Imagination is the faculty through which we discover the world around us, both the world we see, and that other unseen world that hovers on the fringe of sight. Love, joy and laughter, poetry and prose, are the gifts through which we approach that complex world. Through the gift of imagination we have stepped into an ever flowing river where the realm of Faerie touches Middle Earth.

Tuesday, August 30, 2011

The Dolorous Stroke



Le Morte d'Arthur, Chapter XV.  How Balin fought with King Pellam, and how his sword brake, and how he gat a spear wherewith he smote the dolorous stroke.

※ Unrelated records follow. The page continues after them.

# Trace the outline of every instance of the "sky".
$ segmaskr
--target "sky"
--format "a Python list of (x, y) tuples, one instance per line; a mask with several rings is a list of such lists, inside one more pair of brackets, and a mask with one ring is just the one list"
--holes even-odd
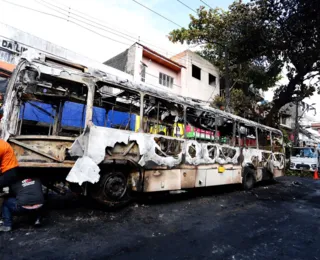
[[(63, 19), (10, 5), (8, 2), (50, 13)], [(136, 2), (149, 7), (172, 22)], [(167, 35), (171, 30), (179, 28), (179, 25), (188, 26), (189, 14), (193, 11), (177, 0), (136, 0), (136, 2), (133, 0), (0, 0), (0, 22), (100, 62), (127, 49), (139, 39), (142, 44), (166, 56), (173, 56), (188, 48), (188, 46), (171, 43)], [(205, 5), (200, 0), (181, 0), (181, 2), (195, 10)], [(212, 7), (226, 9), (232, 0), (205, 0), (205, 2)], [(80, 24), (100, 35), (68, 22), (68, 10), (73, 15), (79, 15), (75, 16), (78, 20), (70, 19), (76, 23), (80, 23), (79, 20), (83, 20), (82, 17), (89, 14), (92, 18), (88, 19), (96, 22), (93, 23), (95, 27)], [(90, 21), (89, 23), (92, 24)]]
[[(135, 1), (158, 12), (171, 22)], [(227, 9), (233, 2), (233, 0), (203, 1), (210, 7), (223, 9)], [(180, 0), (194, 10), (199, 6), (206, 6), (203, 1)], [(46, 14), (14, 6), (8, 2)], [(187, 48), (192, 50), (190, 46), (171, 43), (167, 37), (170, 31), (178, 29), (179, 26), (187, 27), (190, 21), (189, 15), (195, 14), (180, 2), (178, 0), (0, 0), (0, 22), (98, 62), (108, 60), (139, 40), (151, 49), (170, 57)], [(68, 11), (74, 18), (68, 16)], [(75, 14), (77, 16), (74, 16)], [(90, 20), (87, 20), (89, 24), (81, 22), (83, 17)], [(285, 81), (284, 78), (283, 82)], [(266, 100), (270, 101), (272, 97), (273, 90), (265, 94)], [(320, 102), (317, 102), (317, 99), (319, 96), (314, 95), (306, 101), (310, 104), (316, 103), (320, 114)], [(309, 116), (312, 117), (313, 114)]]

“Thereby stood a table of clean gold, with four pillars of silver that bare up the table, and upon the table stood a marvelous spear strangely wrought.  And when Balin saw that spear, he gat it in his hand and turned him to King Pellam, and smote him passing sore with that spear, that King Pellam fell down with a swoon, and therefore with the castle roof and walls brake and fell to earth.”

. . . . .
 
Today I celebrate my death,
a death like the extirpation of the central head
of a many headed hydra,
a real and very painful dying.   

I am slain by God’s holiness,
by my alienation from Him,
by my alienation from humankind,
by my alienation from mine own self
and from life itself.   

I am slain. 
I slew myself. 
Wielding the clumsy two-edge sword of human will,
I, by grace, stroked my own dolorous stroke,
not knowing what I would become
or even fully what I slew.   

The sad grey kingdom of mine own self
received the stroke with fearful thankfulness. 
It was a relief to die. 
It is a relief to die.    

Amid the falling dust and ashes of my life
immediately a rose springs forth,
a symbol at once of the wound of Christ,
now my own wound,
and the beauty of His resurrection and mine own.   

Now I live, roses, dust and ashes,
and writhing heads of lesser selves still dying. 
But the roses, ah the roses of His new life mine own, yet His. 
It is the fragrance of the roses that I would linger on.